A Thousand Mile Walk to the Gulf by John Muir: Writings compiled by John Bade
A Book Review by BPC Librarian, Linder O’Rourke
John Muir is known as the “father of our national parks” and is one of America’s greatest voices for the preservation of our wilderness. This short narrative about his walk from New England to the southern states in America which he called his “foot-tour” is beautifully chronicled and illustrated. He planned extensively for his botanical journey through several states and wrote to friends about his anticipated “botanizing”. He was eager to see the Illinois prairies and he confessed that for many years he was “impelled towards the Lord’s tropic gardens of the South” (Bade viii). His travel journals are full of detailed observations he made while on the march south as he was sleeping “in the great bedroom of the open night” (Bade17).
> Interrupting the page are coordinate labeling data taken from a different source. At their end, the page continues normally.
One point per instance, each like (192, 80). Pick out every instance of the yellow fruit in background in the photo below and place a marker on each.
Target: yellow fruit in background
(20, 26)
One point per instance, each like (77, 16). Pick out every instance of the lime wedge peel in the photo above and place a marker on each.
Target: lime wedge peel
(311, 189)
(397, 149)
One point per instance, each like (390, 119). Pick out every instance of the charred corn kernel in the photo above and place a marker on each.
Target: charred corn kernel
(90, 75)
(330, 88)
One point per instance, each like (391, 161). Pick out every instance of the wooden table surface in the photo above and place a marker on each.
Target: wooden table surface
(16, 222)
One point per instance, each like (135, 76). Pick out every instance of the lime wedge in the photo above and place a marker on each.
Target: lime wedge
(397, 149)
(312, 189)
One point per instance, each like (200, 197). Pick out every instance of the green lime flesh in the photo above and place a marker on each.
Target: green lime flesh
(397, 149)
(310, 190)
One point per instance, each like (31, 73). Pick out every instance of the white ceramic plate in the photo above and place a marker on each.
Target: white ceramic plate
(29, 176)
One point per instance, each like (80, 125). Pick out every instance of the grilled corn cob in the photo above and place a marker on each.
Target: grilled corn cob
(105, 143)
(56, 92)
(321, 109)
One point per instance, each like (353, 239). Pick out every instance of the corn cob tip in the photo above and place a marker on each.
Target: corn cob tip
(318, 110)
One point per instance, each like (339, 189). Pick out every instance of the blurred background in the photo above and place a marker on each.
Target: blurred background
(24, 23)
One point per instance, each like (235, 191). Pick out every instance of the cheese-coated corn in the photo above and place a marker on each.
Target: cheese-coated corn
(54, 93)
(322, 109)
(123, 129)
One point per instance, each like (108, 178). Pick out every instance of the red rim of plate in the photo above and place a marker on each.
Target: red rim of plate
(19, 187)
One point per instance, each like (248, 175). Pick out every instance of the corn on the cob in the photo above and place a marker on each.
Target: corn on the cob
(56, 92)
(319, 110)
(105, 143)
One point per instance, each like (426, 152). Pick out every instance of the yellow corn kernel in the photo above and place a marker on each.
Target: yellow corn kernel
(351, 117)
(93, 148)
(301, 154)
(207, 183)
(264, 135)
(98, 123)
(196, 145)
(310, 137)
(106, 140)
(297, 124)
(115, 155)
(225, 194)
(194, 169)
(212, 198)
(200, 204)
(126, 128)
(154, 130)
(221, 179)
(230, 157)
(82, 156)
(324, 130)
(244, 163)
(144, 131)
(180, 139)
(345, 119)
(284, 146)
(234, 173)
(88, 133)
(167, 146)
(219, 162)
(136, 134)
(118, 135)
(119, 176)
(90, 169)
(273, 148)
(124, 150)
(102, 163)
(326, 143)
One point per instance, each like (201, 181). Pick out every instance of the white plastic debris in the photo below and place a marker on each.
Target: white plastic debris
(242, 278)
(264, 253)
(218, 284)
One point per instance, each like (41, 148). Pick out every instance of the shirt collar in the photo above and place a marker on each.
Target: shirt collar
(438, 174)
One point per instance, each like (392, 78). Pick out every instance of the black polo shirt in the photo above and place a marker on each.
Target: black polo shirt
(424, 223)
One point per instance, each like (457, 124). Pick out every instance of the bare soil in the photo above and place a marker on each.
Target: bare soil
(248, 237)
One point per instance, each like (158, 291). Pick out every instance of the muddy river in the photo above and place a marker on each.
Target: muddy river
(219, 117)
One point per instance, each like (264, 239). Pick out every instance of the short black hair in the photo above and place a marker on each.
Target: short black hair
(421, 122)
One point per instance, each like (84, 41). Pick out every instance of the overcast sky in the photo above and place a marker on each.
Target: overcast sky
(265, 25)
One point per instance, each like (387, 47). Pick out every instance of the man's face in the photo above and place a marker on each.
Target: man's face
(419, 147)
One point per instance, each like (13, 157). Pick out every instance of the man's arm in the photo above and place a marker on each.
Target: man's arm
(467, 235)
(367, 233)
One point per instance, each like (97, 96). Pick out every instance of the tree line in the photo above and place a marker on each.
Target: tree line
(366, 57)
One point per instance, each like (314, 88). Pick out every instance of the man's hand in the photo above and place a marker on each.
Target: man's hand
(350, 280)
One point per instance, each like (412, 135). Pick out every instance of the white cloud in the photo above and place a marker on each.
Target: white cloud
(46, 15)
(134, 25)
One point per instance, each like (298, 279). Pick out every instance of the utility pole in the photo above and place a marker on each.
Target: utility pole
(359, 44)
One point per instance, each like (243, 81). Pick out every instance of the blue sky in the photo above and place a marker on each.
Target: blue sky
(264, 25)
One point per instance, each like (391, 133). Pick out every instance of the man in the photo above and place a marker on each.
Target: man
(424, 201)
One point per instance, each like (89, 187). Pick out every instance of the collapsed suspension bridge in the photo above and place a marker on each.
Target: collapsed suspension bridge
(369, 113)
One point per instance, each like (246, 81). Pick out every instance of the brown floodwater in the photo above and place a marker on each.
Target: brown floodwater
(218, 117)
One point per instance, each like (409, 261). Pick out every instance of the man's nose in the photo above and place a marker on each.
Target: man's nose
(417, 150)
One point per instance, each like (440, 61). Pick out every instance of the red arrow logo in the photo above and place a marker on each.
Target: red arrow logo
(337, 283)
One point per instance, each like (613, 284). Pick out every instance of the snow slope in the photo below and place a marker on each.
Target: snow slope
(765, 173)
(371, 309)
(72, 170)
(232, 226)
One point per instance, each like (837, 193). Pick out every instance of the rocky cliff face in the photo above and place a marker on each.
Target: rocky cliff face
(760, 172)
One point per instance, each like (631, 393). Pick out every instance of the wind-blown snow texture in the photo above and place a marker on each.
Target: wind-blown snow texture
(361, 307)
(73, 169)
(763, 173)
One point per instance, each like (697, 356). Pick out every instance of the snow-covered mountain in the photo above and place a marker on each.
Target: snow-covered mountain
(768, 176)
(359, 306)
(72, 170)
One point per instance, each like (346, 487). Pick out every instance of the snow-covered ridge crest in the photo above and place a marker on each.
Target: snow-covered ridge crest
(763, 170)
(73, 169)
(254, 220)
Muir was very religious and much of his style uses Biblical phraseology. His first impressions of life on the roads and trails of America are fresh and reveal his passion for Nature and his enduring interest in the habits of people. He felt pushed to leave his job in a wagon factory so he could devote the rest of his life to studying God’s creations in the natural world. He had already “botanized” in northern and mid-Western states and was eager to explore the southern ones. As he collected, he sent specimens to his brother who kept them organized. He left Indianapolis on September 1, 1867 and walked south through Kentucky, Tennessee, Georgia to Florida with hopes of visiting Cuba and South America. He camped in meadows, forests and cemeteries; he writes of traveling alone and enduring great stretches of silence and loneliness comforted by the beauty of Nature. He deliberately took “the least trodden way” (Bade 1). Like Walt Whitman he traveled the county with no set itinerary hoping for and often finding bed and board from generous Americans. The people and places Muir encountered give a delightful and detailed picture of mid-19th century America. Farmers and townsfolk invited him into their homes and establishments and fed and sheltered him as if he was a long-lost friend; he entertained them with stories of his glorious natural discoveries. In Florida he contracted a fever, probably malaria, which cut his plans short. Like many modern Americans, Muir knew in 1867 that most Americans knew very little about the life of plants and their importance to the land and the people who lived on it. It was his personal goal to share his vision of the beauty and importance of Nature with his fellow Americans. This is a quick easy read that will enlighten the reader about the history of American environmentalism and its earliest practitioner.